To screen the penetration enhancers, three penetrations covering a broad range of lipophilicity values log P values of penetrations amounted to The weight ratio of the penetration enhancers were reported in a previously published paper Halina; Krzysztof; Stanislaw, ; Chen et al. Physicochemical properties of penetration enhancers. Comparison of the p values from the permeation rates in four formulation groups.
Although the penetration enhancers had no effects when the drug transported across the rate-controlling membrane, M1, it was well known that the penetration enhancers had serious effects on the skin in general.

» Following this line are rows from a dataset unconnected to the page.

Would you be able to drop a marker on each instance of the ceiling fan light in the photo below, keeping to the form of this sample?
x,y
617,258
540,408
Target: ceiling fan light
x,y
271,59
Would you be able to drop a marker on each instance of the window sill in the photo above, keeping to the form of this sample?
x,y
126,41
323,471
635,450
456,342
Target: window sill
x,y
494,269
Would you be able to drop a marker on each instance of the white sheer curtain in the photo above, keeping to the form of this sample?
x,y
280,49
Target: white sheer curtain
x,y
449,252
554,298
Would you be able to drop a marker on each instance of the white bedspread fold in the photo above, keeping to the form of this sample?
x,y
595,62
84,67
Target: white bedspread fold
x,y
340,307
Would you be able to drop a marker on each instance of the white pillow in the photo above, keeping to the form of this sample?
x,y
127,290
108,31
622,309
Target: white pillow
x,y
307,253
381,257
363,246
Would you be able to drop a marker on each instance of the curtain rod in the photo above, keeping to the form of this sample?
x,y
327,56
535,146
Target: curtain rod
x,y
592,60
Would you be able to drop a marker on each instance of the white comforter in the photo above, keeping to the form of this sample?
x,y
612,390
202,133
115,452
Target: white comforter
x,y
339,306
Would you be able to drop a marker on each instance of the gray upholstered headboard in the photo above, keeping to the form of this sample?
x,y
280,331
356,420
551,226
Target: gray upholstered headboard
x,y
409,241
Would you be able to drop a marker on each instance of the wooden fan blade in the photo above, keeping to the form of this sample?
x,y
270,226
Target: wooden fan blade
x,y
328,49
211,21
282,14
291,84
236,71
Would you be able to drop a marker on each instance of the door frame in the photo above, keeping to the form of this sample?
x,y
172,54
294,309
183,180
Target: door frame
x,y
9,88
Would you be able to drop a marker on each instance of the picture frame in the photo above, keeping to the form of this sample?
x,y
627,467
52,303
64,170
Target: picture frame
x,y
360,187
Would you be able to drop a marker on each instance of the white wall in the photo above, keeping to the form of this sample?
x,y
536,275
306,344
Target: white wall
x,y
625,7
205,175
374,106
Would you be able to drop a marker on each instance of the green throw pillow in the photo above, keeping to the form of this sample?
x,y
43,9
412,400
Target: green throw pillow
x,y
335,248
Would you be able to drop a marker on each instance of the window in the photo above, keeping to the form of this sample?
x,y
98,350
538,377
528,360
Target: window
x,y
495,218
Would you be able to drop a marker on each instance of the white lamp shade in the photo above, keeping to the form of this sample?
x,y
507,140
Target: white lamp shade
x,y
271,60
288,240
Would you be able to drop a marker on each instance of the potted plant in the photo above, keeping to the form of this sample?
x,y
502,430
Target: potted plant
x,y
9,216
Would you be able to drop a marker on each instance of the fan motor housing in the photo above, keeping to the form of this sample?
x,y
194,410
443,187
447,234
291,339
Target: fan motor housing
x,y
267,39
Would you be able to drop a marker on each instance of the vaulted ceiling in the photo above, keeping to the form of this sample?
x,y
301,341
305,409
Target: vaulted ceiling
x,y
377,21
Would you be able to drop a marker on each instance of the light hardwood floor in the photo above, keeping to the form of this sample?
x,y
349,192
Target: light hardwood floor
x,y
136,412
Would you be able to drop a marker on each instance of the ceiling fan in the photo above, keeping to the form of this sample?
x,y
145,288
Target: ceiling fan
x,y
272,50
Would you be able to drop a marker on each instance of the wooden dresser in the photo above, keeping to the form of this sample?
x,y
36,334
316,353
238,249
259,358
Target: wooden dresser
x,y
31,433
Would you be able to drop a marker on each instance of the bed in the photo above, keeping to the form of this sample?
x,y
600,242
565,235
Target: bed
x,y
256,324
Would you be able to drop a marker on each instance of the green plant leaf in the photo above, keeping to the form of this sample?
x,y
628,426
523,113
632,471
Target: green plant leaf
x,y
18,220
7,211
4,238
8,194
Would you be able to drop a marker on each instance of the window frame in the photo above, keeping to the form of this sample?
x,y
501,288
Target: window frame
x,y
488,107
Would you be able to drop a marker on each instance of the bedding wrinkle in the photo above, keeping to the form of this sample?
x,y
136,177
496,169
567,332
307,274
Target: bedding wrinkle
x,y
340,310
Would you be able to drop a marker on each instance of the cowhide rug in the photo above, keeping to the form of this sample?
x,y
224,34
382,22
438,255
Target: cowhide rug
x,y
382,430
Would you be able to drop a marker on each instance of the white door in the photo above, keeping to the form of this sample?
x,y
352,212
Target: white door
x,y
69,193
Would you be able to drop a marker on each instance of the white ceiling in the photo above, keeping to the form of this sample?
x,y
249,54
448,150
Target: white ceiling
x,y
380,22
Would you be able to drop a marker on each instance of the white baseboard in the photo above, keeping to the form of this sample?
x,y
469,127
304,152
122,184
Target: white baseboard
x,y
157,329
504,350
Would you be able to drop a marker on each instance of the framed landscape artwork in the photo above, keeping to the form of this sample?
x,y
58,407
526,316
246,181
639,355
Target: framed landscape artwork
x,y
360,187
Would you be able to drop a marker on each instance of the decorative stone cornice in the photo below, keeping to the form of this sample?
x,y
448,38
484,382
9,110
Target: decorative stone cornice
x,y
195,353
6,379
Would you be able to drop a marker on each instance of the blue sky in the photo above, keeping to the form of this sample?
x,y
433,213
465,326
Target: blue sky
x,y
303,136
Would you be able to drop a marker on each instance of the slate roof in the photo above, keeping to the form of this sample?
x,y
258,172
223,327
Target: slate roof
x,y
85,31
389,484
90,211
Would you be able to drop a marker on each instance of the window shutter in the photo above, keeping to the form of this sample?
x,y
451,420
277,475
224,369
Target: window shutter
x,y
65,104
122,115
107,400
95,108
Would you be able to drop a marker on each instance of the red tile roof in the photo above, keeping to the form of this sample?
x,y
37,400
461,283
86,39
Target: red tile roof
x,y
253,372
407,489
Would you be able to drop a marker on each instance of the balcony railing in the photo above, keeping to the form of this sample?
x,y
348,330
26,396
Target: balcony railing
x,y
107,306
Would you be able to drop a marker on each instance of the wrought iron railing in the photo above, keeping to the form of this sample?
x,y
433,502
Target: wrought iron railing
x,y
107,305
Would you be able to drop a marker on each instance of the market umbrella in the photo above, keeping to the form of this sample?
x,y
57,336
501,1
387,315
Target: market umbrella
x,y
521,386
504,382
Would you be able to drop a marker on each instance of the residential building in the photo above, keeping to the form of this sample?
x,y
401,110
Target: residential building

To further illustrate how the penetration enhancers affected the permeation rates, ane release evaluatuon of ISDN znd the formulation groups F2, F3, F4 and F5 transporting across the rats’ ex-vivo skin were studied.
Formulation and Evaluation of Transdermal Patch of Repaglinide
The fastest rate of permeation in the case of urea was explained by it having the lowest molecular weight when compared to the more lipophilic penetrations Table IIas well as by its permeation-enhancing potential for the hydrophilic drugs because the value of log P of ISDN was 0. In vitro release of ISDN in four formulations with different penetration enhancers across through the rats’ ex-vivo skin. Actually, the excised animal skin could not represent the real permeation of drugs transporting through human skin.
But, the animal skin is frequently used as a replacement for human skin, because the human skin is difficult to acquire under ethical principles.